文献情報
- 作者
- Rakesh Podder;Sudipto Ghosh
- 公開日
- 2024-10-3
- 所属機関
- Department of Computer Science, Colorado State University
- 所属の国
- United States of America
- 会議名
- Computing Research Repository (CoRR)
Abstract
Autonomous vehicle navigation and healthcare diagnostics are among the many
fields where the reliability and security of machine learning models for image
data are critical. We conduct a comprehensive investigation into the
susceptibility of Convolutional Neural Networks (CNNs), which are widely used
for image data, to white-box adversarial attacks. We investigate the effects of
various sophisticated attacks -- Fast Gradient Sign Method, Basic Iterative
Method, Jacobian-based Saliency Map Attack, Carlini & Wagner, Projected
Gradient Descent, and DeepFool -- on CNN performance metrics, (e.g., loss,
accuracy), the differential efficacy of adversarial techniques in increasing
error rates, the relationship between perceived image quality metrics (e.g.,
ERGAS, PSNR, SSIM, and SAM) and classification performance, and the comparative
effectiveness of iterative versus single-step attacks.

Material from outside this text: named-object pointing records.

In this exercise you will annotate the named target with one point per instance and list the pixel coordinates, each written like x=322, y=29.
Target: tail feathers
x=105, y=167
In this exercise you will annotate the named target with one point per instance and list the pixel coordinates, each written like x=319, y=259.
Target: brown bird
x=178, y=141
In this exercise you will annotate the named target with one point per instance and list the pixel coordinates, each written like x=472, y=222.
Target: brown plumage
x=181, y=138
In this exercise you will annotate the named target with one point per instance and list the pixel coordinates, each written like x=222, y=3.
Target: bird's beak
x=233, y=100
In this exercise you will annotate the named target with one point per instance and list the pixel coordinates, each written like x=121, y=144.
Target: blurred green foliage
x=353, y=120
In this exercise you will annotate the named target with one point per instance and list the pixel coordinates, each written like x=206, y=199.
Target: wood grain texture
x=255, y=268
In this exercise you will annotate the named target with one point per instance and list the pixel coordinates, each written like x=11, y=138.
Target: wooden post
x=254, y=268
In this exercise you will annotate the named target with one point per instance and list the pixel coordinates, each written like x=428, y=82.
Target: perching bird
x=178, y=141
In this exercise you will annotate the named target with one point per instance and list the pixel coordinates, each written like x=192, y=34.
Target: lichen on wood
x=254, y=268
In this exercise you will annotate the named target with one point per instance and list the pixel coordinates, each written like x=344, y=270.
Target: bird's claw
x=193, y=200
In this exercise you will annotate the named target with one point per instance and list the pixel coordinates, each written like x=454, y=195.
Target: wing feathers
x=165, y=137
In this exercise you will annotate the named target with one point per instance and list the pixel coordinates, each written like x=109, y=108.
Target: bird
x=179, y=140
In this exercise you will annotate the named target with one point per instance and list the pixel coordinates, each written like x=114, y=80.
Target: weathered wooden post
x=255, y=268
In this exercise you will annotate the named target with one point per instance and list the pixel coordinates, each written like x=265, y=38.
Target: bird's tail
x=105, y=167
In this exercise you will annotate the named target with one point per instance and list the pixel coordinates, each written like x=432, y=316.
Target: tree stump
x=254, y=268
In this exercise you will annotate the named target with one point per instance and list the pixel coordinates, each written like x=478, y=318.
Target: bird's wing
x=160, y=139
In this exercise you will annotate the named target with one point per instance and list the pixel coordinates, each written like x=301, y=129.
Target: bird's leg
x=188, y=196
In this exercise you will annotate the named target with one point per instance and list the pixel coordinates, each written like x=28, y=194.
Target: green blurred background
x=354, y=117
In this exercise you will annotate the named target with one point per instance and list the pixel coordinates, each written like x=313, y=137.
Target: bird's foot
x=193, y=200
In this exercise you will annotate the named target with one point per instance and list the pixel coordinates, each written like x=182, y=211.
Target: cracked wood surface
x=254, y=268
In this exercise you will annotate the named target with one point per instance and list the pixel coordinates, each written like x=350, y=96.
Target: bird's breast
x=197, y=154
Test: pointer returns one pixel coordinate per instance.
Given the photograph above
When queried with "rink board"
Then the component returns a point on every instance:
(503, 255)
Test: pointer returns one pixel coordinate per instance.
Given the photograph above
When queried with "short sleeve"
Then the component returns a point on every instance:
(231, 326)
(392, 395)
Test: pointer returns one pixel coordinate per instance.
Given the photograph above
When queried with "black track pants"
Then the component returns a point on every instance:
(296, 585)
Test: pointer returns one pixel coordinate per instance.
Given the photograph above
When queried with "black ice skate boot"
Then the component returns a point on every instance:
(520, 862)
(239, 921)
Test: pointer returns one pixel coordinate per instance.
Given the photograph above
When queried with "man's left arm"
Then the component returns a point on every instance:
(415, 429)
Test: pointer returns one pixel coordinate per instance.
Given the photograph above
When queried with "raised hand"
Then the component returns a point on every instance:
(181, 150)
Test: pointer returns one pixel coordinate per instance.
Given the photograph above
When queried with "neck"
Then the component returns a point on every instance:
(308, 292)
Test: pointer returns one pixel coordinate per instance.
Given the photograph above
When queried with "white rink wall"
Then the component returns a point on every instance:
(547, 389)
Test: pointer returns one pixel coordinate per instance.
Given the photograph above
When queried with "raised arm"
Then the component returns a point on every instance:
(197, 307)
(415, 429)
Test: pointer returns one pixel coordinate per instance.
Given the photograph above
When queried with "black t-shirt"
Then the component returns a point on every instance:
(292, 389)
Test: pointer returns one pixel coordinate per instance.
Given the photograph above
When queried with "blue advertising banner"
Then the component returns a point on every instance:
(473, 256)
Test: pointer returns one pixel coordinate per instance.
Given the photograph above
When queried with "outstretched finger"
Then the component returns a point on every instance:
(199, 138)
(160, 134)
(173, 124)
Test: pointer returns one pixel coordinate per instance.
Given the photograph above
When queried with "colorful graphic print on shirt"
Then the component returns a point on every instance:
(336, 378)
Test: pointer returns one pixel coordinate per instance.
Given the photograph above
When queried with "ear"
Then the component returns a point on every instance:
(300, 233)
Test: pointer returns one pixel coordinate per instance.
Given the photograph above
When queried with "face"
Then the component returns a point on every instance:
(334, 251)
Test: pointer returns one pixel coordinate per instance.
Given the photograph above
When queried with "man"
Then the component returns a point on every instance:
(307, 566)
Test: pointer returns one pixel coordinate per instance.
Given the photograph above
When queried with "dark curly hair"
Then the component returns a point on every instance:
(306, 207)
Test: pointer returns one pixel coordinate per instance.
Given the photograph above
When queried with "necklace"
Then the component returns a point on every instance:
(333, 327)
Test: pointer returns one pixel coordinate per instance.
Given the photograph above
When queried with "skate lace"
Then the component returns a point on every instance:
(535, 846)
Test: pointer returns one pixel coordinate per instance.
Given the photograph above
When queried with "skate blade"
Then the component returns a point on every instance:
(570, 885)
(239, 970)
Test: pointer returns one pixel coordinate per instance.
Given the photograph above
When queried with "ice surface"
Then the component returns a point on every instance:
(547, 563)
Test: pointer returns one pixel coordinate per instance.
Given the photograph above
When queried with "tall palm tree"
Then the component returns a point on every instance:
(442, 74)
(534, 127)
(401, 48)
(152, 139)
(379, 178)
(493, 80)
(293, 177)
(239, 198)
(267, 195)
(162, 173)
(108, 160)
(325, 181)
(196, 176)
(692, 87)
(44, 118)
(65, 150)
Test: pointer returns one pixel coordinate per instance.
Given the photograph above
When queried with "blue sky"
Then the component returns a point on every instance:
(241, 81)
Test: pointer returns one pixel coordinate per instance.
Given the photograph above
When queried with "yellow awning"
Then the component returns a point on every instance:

Using the MNIST,
CIFAR-10, CIFAR-100, and Fashio_MNIST datasets, we explore the effect of
different attacks on the CNNs performance metrics by varying the
hyperparameters of CNNs. Our study provides insights into the robustness of
CNNs against adversarial threats, pinpoints vulnerabilities, and underscores
the urgent need for developing robust defense mechanisms to protect CNNs and
ensuring their trustworthy deployment in real-world scenarios.